The second sniveling advisor, not to be outdone by the first, said, "What about 'research-based' programs by which teachers must teach? Teachers must memorize these programs, and do each correctly or else?"

"Good, good..but I need more than that." That was when the idea came to the King.

"Of course! Why hadn't I thought of it sooner? It is the perfect way to make the teachers and schools and children pay attention to me! I will bring TESTING into this school system! Research-based testing! It shall be hooked to Research-based teaching based on research-based standards! Who will deny research???"

Now you must know that no one had ever taken a test in a school of this Kingdom before this day in their life. Kids used to learn for the pure joy of it, for the experience of it, for the wonder of it. Not one of them even knew what a test was!!! They were too busy learning. Of course, each one learned differently, at his or her own speed, but they learned. Over time, they all learned.

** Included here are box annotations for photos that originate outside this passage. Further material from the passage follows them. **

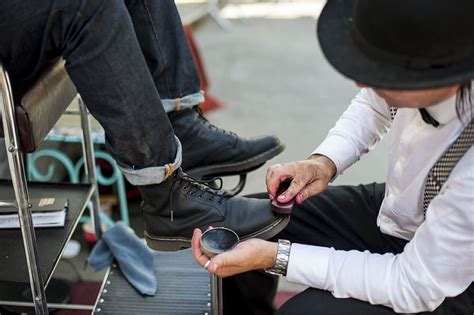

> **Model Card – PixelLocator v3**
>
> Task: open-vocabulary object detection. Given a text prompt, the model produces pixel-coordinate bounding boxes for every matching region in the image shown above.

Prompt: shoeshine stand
[201,227,239,315]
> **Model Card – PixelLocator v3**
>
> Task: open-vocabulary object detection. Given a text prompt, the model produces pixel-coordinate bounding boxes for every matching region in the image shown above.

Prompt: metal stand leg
[211,274,223,315]
[79,98,102,239]
[0,64,48,315]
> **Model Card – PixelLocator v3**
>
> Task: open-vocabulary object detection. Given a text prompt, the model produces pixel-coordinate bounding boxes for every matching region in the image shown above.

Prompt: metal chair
[0,60,100,314]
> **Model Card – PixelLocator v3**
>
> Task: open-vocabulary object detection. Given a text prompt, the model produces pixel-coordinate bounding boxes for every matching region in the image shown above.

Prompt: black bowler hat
[317,0,474,90]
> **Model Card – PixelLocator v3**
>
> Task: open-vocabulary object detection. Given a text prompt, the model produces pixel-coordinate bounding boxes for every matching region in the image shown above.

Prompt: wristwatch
[265,240,291,276]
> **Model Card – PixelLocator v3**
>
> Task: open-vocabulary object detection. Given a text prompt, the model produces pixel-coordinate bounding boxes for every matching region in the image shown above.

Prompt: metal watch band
[265,240,291,276]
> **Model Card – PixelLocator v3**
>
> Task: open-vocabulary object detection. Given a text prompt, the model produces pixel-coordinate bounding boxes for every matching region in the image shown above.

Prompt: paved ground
[195,14,387,198]
[34,2,387,304]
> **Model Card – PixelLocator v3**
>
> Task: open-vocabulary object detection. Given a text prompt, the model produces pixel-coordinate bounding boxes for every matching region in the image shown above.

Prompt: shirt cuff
[311,135,357,180]
[286,243,332,289]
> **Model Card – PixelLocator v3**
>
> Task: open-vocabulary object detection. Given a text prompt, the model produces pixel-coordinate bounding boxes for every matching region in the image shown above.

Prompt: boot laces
[197,107,237,137]
[178,173,228,204]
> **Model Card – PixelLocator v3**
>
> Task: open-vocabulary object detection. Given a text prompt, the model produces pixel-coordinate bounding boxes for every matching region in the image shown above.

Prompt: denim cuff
[161,91,204,113]
[117,136,182,186]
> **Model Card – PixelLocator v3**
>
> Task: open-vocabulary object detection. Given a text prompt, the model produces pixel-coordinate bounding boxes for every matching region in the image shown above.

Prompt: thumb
[296,180,327,204]
[207,252,229,273]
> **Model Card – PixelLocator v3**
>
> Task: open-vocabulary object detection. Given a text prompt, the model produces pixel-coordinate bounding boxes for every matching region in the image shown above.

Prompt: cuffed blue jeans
[0,0,204,185]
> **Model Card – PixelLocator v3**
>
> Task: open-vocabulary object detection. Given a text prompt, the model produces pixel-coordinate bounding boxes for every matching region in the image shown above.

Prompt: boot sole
[185,142,285,178]
[145,215,290,252]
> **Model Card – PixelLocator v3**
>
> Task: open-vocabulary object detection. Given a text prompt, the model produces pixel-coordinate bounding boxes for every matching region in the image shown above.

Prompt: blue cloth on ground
[87,222,157,295]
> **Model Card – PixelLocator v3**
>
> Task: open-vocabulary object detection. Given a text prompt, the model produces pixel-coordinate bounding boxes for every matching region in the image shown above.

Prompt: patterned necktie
[390,107,474,216]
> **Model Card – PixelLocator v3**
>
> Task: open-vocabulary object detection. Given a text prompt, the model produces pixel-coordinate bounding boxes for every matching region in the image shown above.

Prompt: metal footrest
[93,249,210,315]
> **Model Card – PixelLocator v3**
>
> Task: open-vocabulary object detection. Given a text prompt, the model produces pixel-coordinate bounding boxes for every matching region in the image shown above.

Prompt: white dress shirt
[287,89,474,313]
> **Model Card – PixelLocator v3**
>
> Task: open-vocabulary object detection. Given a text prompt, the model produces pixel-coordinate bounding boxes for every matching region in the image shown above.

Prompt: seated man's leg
[0,0,288,249]
[126,0,284,177]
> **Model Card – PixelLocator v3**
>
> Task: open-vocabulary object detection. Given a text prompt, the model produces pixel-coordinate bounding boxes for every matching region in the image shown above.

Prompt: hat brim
[317,0,474,90]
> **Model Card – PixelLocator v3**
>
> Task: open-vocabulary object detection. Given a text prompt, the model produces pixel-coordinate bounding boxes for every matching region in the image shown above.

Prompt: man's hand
[191,229,278,277]
[266,154,336,203]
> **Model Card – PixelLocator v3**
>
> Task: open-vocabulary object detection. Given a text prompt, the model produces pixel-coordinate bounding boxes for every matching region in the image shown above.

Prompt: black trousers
[224,184,474,315]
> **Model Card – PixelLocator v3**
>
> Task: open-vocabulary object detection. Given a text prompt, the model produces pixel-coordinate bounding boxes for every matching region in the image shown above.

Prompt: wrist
[308,153,337,180]
[265,239,291,276]
[262,242,278,269]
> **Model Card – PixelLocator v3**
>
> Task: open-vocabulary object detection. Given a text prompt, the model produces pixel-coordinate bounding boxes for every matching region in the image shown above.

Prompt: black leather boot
[139,169,290,251]
[168,106,285,178]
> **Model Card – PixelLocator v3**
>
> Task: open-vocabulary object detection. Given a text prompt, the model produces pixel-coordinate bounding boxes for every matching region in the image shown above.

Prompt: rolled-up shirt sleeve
[313,88,391,175]
[287,168,474,313]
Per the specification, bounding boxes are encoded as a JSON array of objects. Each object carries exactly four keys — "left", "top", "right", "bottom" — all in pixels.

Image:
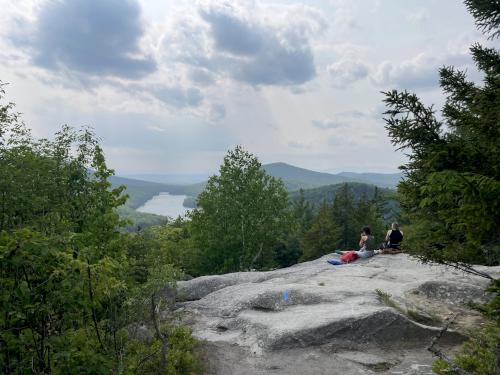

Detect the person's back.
[
  {"left": 363, "top": 234, "right": 375, "bottom": 250},
  {"left": 385, "top": 223, "right": 403, "bottom": 250},
  {"left": 356, "top": 227, "right": 375, "bottom": 258}
]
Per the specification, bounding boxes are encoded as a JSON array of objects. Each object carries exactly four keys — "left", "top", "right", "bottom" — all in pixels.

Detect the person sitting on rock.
[
  {"left": 384, "top": 223, "right": 403, "bottom": 253},
  {"left": 356, "top": 227, "right": 375, "bottom": 258}
]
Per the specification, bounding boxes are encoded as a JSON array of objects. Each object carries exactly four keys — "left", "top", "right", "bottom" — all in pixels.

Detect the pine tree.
[
  {"left": 385, "top": 0, "right": 500, "bottom": 375},
  {"left": 301, "top": 203, "right": 341, "bottom": 261},
  {"left": 385, "top": 1, "right": 500, "bottom": 266},
  {"left": 332, "top": 184, "right": 361, "bottom": 249}
]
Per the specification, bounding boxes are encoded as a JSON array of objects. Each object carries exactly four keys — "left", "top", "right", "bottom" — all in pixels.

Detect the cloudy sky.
[{"left": 0, "top": 0, "right": 492, "bottom": 174}]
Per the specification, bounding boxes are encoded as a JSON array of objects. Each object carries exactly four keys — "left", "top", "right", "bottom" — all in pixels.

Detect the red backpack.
[{"left": 340, "top": 251, "right": 358, "bottom": 263}]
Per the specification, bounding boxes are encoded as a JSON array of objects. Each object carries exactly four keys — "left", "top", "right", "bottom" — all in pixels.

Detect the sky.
[{"left": 0, "top": 0, "right": 488, "bottom": 175}]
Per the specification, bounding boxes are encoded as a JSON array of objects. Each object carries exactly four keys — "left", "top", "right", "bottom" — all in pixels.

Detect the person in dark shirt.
[
  {"left": 384, "top": 223, "right": 403, "bottom": 252},
  {"left": 356, "top": 227, "right": 375, "bottom": 258}
]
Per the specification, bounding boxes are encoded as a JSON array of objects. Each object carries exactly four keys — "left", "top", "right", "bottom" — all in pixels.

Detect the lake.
[{"left": 137, "top": 193, "right": 188, "bottom": 219}]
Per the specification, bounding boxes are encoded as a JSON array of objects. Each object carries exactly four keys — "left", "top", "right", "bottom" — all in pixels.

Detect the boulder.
[{"left": 174, "top": 254, "right": 500, "bottom": 374}]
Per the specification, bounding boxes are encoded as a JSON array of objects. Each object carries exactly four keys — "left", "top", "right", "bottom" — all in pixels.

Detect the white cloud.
[{"left": 163, "top": 0, "right": 326, "bottom": 86}]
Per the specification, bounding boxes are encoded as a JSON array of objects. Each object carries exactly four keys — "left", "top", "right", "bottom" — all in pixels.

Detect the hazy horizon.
[{"left": 0, "top": 0, "right": 491, "bottom": 176}]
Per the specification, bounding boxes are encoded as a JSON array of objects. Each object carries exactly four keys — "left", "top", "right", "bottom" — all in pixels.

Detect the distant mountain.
[
  {"left": 263, "top": 163, "right": 402, "bottom": 191},
  {"left": 110, "top": 163, "right": 401, "bottom": 214},
  {"left": 337, "top": 172, "right": 403, "bottom": 188},
  {"left": 289, "top": 182, "right": 401, "bottom": 221},
  {"left": 109, "top": 176, "right": 205, "bottom": 209}
]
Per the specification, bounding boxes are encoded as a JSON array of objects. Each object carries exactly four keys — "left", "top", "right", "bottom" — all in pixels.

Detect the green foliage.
[
  {"left": 432, "top": 324, "right": 500, "bottom": 375},
  {"left": 385, "top": 0, "right": 500, "bottom": 375},
  {"left": 301, "top": 184, "right": 385, "bottom": 260},
  {"left": 191, "top": 146, "right": 291, "bottom": 273},
  {"left": 301, "top": 204, "right": 341, "bottom": 261},
  {"left": 385, "top": 5, "right": 500, "bottom": 265},
  {"left": 0, "top": 86, "right": 196, "bottom": 374}
]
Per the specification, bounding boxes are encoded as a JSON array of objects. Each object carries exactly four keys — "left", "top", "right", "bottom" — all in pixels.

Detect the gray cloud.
[
  {"left": 150, "top": 86, "right": 203, "bottom": 108},
  {"left": 311, "top": 120, "right": 348, "bottom": 130},
  {"left": 188, "top": 68, "right": 215, "bottom": 86},
  {"left": 327, "top": 59, "right": 370, "bottom": 89},
  {"left": 23, "top": 0, "right": 156, "bottom": 78},
  {"left": 164, "top": 1, "right": 324, "bottom": 86},
  {"left": 210, "top": 103, "right": 226, "bottom": 122},
  {"left": 200, "top": 9, "right": 264, "bottom": 56},
  {"left": 371, "top": 53, "right": 444, "bottom": 89}
]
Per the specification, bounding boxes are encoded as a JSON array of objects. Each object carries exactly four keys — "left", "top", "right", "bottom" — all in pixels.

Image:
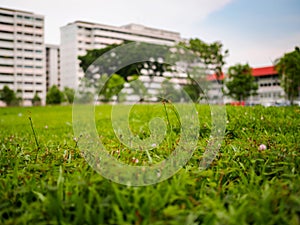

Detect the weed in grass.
[{"left": 0, "top": 105, "right": 300, "bottom": 225}]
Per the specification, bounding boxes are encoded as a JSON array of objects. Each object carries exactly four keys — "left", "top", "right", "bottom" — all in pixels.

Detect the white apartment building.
[
  {"left": 60, "top": 21, "right": 181, "bottom": 88},
  {"left": 46, "top": 44, "right": 60, "bottom": 91},
  {"left": 0, "top": 8, "right": 46, "bottom": 105}
]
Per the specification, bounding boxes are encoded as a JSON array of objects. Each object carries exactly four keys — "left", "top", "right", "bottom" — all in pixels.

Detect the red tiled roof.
[
  {"left": 207, "top": 73, "right": 224, "bottom": 81},
  {"left": 252, "top": 66, "right": 278, "bottom": 77},
  {"left": 207, "top": 66, "right": 278, "bottom": 81}
]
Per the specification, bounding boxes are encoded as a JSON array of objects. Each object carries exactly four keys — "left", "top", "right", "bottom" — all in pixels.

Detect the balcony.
[
  {"left": 0, "top": 58, "right": 14, "bottom": 65},
  {"left": 0, "top": 41, "right": 14, "bottom": 48},
  {"left": 0, "top": 16, "right": 14, "bottom": 23},
  {"left": 0, "top": 66, "right": 14, "bottom": 73},
  {"left": 0, "top": 75, "right": 14, "bottom": 82},
  {"left": 0, "top": 29, "right": 14, "bottom": 40},
  {"left": 1, "top": 24, "right": 14, "bottom": 32}
]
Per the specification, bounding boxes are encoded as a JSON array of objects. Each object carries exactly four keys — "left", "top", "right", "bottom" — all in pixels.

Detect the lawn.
[{"left": 0, "top": 104, "right": 300, "bottom": 225}]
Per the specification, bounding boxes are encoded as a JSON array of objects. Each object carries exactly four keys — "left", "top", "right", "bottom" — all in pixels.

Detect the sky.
[{"left": 0, "top": 0, "right": 300, "bottom": 67}]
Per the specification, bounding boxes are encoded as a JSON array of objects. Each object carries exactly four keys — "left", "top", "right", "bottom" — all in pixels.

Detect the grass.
[{"left": 0, "top": 105, "right": 300, "bottom": 225}]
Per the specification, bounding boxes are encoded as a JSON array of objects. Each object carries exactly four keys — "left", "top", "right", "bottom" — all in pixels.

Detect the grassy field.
[{"left": 0, "top": 105, "right": 300, "bottom": 225}]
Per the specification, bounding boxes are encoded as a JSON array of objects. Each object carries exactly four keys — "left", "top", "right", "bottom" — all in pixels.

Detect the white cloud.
[{"left": 2, "top": 0, "right": 233, "bottom": 43}]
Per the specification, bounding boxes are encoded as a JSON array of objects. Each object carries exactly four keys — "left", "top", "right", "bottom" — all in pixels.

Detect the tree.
[
  {"left": 100, "top": 74, "right": 125, "bottom": 102},
  {"left": 63, "top": 87, "right": 75, "bottom": 104},
  {"left": 46, "top": 85, "right": 64, "bottom": 105},
  {"left": 78, "top": 41, "right": 169, "bottom": 82},
  {"left": 0, "top": 85, "right": 18, "bottom": 106},
  {"left": 179, "top": 38, "right": 228, "bottom": 77},
  {"left": 32, "top": 93, "right": 41, "bottom": 106},
  {"left": 275, "top": 47, "right": 300, "bottom": 104},
  {"left": 224, "top": 64, "right": 258, "bottom": 102}
]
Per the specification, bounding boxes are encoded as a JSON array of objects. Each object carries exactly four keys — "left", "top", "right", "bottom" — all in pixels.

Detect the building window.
[{"left": 0, "top": 13, "right": 14, "bottom": 17}]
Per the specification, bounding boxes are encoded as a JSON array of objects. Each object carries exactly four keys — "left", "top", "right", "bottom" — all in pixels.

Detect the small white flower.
[
  {"left": 132, "top": 157, "right": 139, "bottom": 163},
  {"left": 258, "top": 144, "right": 267, "bottom": 151}
]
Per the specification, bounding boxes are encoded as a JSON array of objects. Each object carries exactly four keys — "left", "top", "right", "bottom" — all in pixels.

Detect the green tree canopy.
[
  {"left": 179, "top": 38, "right": 228, "bottom": 77},
  {"left": 78, "top": 41, "right": 168, "bottom": 82},
  {"left": 63, "top": 87, "right": 75, "bottom": 104},
  {"left": 46, "top": 85, "right": 64, "bottom": 105},
  {"left": 32, "top": 93, "right": 41, "bottom": 106},
  {"left": 275, "top": 47, "right": 300, "bottom": 104},
  {"left": 224, "top": 64, "right": 258, "bottom": 102},
  {"left": 0, "top": 85, "right": 17, "bottom": 106}
]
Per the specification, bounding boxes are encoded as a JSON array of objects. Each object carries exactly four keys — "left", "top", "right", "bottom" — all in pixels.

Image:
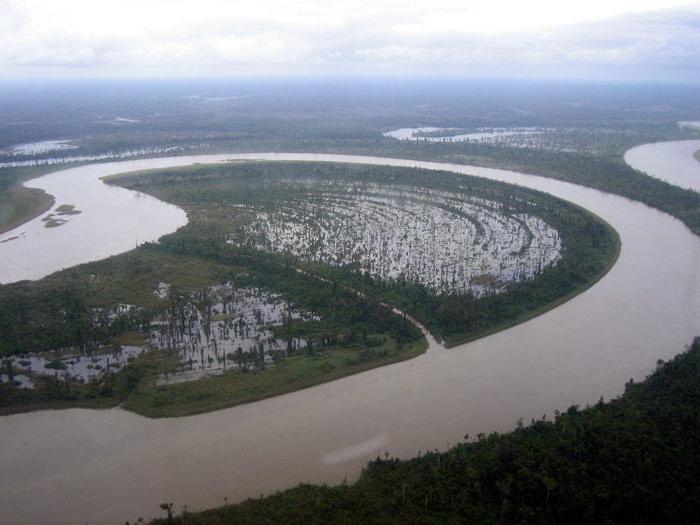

"Yes, yes, yes! This is the perfect way to get those teachers to grovel and crawl; this is the perfect way to get those students to come round bowing and scraping to get 'special consideration'. It is the perfect way to bring worry, stress, fear of job-loss into this system, and of course, dependence upon ME, the KING! Why didn't I think of this sooner?" and he waggled his head , and said a few 'tsk-tsks' to himself. Then he added, " I will call it…accountability!"

Thus, being the King, he issued an Edict Of Accountability --EOA-- as it came to be known.

"Hear ye! Hear Ye! Hear Ye" said his advisors that normally groveled and hovelled around his kingly chair, but who now were out in the Kingdom pronouncing this pronouncement:

"This is an order of our King! From henceforth -- all students shall be tested, yes, tested so as to see if the schools truly do teach all they purport to teach and in what measure. All methods of teaching shall be research-based and prescriptive. All content will be from research-based standards. Research-based testing shall happen in the spring of each year, and all teachers will be judged by these tests as mediocre, average, or superior teachers according to the levels reached by the students, and so shall be paid. The King shall also be paid more as the average scores rise. Should the scores not rise, more research-based scripted programs will be brought into the schools of low scores. Hear ye! Hear ye! Hear ye!" and all the advisors went away feeling very proud of sounding so official.

This news sent the teachers into a tailspin. "What? Tests? Why? Standards? Scripted programs? Why? All learning will stop. Now we will have to prepare our students for these tests." The teachers were definitely NOT happy at this news.

But what could be done? It was now the law.